A mother infected with hepatitis B asks the nurse about the possibility of breastfeeding her neonate. Which response by the nurse would be most appropriate?
- A. Yes, breastfeeding is an acceptable option.
- B. No, you should not breastfeed your baby.
- C. Yes, breastfeeding is an acceptable option once your baby is immunized with the hepatitis B vaccine.
- D. Bottled formula is just as nutritious for your baby.
Correct Answer: C
Rationale: Breastfeeding is safe for hepatitis B-positive mothers if the neonate is vaccinated and receives immunoglobulin, reducing transmission risk.
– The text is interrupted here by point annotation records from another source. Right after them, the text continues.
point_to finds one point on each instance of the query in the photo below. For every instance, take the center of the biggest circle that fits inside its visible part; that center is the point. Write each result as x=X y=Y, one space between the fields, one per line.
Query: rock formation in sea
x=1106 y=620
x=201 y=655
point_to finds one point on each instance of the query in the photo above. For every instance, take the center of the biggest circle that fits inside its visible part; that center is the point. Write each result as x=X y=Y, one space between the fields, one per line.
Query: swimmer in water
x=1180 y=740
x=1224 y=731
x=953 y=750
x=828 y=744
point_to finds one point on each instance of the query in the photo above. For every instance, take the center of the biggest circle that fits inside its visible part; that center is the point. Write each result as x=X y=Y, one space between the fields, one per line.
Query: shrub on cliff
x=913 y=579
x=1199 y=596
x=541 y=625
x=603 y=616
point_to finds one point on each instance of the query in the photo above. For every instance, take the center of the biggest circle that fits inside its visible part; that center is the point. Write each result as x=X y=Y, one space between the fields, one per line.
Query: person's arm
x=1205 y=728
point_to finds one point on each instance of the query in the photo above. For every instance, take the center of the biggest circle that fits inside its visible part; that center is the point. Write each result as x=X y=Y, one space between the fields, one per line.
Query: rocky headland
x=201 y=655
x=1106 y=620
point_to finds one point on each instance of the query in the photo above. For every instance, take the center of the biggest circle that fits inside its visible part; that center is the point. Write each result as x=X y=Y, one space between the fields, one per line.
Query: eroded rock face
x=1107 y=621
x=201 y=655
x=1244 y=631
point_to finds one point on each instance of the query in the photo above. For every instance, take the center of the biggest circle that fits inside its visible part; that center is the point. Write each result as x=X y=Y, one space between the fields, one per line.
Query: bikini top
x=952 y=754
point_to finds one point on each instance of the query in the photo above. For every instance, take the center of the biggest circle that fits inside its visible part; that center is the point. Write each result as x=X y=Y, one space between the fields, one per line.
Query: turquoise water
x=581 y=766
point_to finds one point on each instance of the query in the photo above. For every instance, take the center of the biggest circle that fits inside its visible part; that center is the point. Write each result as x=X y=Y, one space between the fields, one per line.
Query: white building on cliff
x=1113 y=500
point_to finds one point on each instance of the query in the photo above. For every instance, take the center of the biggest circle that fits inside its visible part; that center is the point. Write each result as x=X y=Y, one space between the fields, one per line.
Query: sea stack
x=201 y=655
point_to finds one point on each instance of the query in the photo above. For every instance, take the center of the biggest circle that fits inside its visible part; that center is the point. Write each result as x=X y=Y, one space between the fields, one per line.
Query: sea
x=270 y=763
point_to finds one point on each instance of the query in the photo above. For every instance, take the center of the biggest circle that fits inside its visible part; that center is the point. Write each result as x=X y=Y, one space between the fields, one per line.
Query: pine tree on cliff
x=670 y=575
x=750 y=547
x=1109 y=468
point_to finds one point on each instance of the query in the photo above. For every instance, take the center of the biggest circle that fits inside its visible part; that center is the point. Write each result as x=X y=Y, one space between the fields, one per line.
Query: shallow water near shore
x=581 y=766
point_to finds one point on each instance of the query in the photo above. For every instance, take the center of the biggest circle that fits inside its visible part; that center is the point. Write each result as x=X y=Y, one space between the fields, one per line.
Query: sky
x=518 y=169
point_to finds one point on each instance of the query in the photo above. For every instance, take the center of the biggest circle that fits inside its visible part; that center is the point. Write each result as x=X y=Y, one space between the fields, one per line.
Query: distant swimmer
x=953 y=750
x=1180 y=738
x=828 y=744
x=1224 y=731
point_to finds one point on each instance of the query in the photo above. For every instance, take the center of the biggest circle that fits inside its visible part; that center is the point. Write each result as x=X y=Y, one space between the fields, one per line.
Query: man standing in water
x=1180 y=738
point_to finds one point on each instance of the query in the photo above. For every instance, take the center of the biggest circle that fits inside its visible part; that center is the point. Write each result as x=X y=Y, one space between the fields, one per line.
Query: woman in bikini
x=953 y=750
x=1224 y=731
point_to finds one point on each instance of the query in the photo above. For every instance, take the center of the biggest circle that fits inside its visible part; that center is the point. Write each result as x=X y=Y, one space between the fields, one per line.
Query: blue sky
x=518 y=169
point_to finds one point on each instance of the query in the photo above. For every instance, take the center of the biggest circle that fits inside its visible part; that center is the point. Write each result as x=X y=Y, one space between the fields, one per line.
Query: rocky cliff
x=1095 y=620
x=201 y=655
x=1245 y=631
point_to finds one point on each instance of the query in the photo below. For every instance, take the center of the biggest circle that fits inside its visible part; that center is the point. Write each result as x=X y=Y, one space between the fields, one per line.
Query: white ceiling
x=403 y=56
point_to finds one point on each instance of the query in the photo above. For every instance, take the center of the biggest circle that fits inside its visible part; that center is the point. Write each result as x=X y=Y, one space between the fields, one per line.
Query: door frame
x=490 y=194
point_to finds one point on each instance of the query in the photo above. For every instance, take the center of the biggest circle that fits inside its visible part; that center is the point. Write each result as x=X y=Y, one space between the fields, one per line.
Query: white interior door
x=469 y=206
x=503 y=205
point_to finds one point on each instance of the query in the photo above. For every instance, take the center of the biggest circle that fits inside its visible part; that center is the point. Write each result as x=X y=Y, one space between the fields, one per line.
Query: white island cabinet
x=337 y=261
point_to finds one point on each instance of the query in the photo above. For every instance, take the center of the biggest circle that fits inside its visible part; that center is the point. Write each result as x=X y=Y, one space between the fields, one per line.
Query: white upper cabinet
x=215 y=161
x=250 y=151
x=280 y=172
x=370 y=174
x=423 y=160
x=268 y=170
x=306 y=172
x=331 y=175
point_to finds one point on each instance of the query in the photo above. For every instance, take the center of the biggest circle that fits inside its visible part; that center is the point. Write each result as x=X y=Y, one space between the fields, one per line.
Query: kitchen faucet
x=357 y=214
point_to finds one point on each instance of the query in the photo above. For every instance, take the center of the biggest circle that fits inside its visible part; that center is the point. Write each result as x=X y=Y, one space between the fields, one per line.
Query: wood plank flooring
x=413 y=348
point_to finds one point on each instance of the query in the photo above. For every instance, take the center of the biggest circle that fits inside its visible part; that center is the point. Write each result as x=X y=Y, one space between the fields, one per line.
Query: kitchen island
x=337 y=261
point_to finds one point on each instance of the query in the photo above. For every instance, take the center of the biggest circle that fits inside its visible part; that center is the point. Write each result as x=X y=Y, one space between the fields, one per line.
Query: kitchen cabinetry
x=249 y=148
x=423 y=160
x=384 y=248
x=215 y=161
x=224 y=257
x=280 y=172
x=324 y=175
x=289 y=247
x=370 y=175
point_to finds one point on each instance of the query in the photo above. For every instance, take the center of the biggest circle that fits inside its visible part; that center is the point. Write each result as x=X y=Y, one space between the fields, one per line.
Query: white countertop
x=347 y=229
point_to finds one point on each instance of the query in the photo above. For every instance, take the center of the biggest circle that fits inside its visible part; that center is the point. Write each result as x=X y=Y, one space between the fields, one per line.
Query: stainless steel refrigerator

A client diagnosed with chronic obstructive pulmonary disease (COPD) is admitted to the hospital with an exacerbation. Which factor contributed most to the change in client status?
- A. Decreased fat intake
- B. Decreased fluid intake
- C. Sleeping soundly during the night
- D. Anxiety about the upcoming pulmonologist visit
Correct Answer: B
Rationale: The client with exacerbation of COPD has ineffective coughing and excess sputum in the airways. The nurse assesses the client for contributing factors such as dehydration and a lack of knowledge of proper coughing techniques. The reduction of these factors helps limit exacerbations of the disease. Decreased fat intake, sleeping soundly, and anxiety related to scheduled pulmonologist visit are not directly associated with this change in condition.